Server maintenance 5/24
We will be updating our physical servers on Sunday, May 24th around 9pm PDT. All OCF services will be affected, though we expect downtime to be less than 15 minutes.
We will be updating our physical servers on Sunday, May 24th around 9pm PDT. All OCF services will be affected, though we expect downtime to be less than 15 minutes.
We will be performing updates on jaws during Thursday, May 20th. jaws is a testing machine which hosts no public services, though staff VMs (and any services they provide) will be unavailable.
Around 1:15am Tuesday morning, we starting experiencing high latency on our internal network. The high latency resulted in NFS reads/writes blocking for periods of several seconds, causing a backlog of processes on the web server and other servers. This resulted in timeouts when trying to access web pages, and eventually complete downtime when we took the servers offline.
We had four different volunteer staff in the lab troubleshooting the issue around 1:30am. It was difficult to pin down because the actual cause was intermittent, so downtime was slightly more than 30 minutes. (We tried various steps such as searching for network loops, removing different servers from the network, disconnecting from campus, etc.)
The ultimate cause was a broken backup script run by one of the student groups we host. From what we can tell, a daily backup script they had scheduled exceeded their disk quota, then continued thrashing the network trying to write blocks (which failed after exceeding the disk quota).
We're monitoring the network now to ensure everything continues to operate normally, and will work on methods for limiting individual accounts' ability to cripple the network.
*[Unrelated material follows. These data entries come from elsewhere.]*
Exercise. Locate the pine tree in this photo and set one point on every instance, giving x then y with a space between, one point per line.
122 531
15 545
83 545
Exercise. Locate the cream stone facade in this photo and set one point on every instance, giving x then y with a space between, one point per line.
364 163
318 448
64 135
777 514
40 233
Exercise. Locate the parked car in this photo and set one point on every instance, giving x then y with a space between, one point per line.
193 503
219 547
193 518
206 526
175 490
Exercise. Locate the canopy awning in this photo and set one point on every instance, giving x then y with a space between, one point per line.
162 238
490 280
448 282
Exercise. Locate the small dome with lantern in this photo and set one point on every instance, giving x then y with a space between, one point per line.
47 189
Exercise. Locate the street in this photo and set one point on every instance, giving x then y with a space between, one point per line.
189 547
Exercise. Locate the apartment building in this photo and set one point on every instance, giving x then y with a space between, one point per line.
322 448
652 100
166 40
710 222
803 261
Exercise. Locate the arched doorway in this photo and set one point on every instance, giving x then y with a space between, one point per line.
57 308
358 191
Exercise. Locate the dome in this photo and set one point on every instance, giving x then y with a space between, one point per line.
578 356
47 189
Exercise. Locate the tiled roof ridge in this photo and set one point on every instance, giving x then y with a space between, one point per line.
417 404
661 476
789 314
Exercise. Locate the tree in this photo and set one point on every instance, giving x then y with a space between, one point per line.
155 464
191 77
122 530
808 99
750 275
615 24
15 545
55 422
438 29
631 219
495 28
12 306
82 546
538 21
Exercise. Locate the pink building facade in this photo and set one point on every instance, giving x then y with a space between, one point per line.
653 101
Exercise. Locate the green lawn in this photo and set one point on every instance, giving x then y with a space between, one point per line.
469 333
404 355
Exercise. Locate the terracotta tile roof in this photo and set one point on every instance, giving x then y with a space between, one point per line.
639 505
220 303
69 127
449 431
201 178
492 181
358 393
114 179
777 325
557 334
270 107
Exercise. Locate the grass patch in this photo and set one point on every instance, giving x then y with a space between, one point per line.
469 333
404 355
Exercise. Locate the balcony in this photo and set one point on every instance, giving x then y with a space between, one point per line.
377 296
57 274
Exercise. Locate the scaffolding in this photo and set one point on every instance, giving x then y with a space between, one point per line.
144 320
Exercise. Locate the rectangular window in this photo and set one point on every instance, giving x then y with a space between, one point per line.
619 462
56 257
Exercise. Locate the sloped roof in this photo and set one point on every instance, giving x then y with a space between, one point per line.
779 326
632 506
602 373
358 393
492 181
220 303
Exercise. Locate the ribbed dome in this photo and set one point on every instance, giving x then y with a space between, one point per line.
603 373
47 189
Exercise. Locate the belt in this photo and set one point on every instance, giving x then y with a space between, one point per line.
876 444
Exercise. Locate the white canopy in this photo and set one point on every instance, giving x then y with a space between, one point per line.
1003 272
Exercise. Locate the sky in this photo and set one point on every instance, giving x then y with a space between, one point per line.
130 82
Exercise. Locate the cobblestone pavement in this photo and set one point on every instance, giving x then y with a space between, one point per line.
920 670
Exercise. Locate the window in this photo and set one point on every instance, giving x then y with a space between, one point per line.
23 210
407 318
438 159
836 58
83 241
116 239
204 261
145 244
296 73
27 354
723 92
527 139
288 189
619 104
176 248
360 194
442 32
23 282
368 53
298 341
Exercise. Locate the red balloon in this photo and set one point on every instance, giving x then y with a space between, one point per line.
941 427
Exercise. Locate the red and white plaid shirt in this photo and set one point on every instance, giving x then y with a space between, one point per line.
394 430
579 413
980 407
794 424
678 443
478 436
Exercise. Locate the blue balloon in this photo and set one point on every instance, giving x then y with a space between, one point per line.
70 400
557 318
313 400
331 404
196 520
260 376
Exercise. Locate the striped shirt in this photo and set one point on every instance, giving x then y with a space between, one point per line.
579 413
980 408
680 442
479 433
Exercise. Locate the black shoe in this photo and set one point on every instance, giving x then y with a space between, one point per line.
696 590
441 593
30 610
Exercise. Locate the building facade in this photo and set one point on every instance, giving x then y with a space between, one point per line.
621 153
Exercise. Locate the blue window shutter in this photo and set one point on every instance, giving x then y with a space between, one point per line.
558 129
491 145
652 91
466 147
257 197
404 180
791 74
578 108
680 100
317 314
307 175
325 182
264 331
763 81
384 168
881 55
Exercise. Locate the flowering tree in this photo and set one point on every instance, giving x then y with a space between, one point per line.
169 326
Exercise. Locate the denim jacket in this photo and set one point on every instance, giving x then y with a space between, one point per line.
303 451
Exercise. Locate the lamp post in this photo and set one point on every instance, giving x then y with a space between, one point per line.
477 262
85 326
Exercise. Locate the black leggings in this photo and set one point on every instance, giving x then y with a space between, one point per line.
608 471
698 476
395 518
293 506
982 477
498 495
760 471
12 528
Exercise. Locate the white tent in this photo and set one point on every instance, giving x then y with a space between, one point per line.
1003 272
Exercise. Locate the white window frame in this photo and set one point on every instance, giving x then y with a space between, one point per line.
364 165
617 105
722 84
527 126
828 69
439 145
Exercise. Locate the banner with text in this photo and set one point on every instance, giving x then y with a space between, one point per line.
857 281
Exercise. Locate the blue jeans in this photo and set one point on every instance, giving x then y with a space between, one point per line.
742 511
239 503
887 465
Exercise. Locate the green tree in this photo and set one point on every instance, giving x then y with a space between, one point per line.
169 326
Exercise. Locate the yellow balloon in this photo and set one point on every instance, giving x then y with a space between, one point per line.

We'll also improve our ability to monitor the network (our existing tools weren't granular enough for us to see the problem without directly witnessing it in iotop).
On Sunday night (February 15), we will be performing one-time maintenance on the OCF file server. Total downtime should be no more than two hours (and probably much less).
IST will be performing maintenance on OCF's firewall on Tuesday 2/17 from 5:30am to 7am. OCF services may be unavailable during this window. update: IST rescheduled the maintenance to 2/17
All servers will be restarted the night of Tuesday, Jan 27 to apply security updates. Sorry for the inconvenience.
The login server (SSH) will be restarted Monday (Jan 19) night to apply security and performance updates. Total downtime should be less than 10 minutes.
Edit: Originally, the downtime was only intended for the login (SSH) server. We're expanding it to include all servers to include recent security updates. Total downtime should be less than 20 minutes.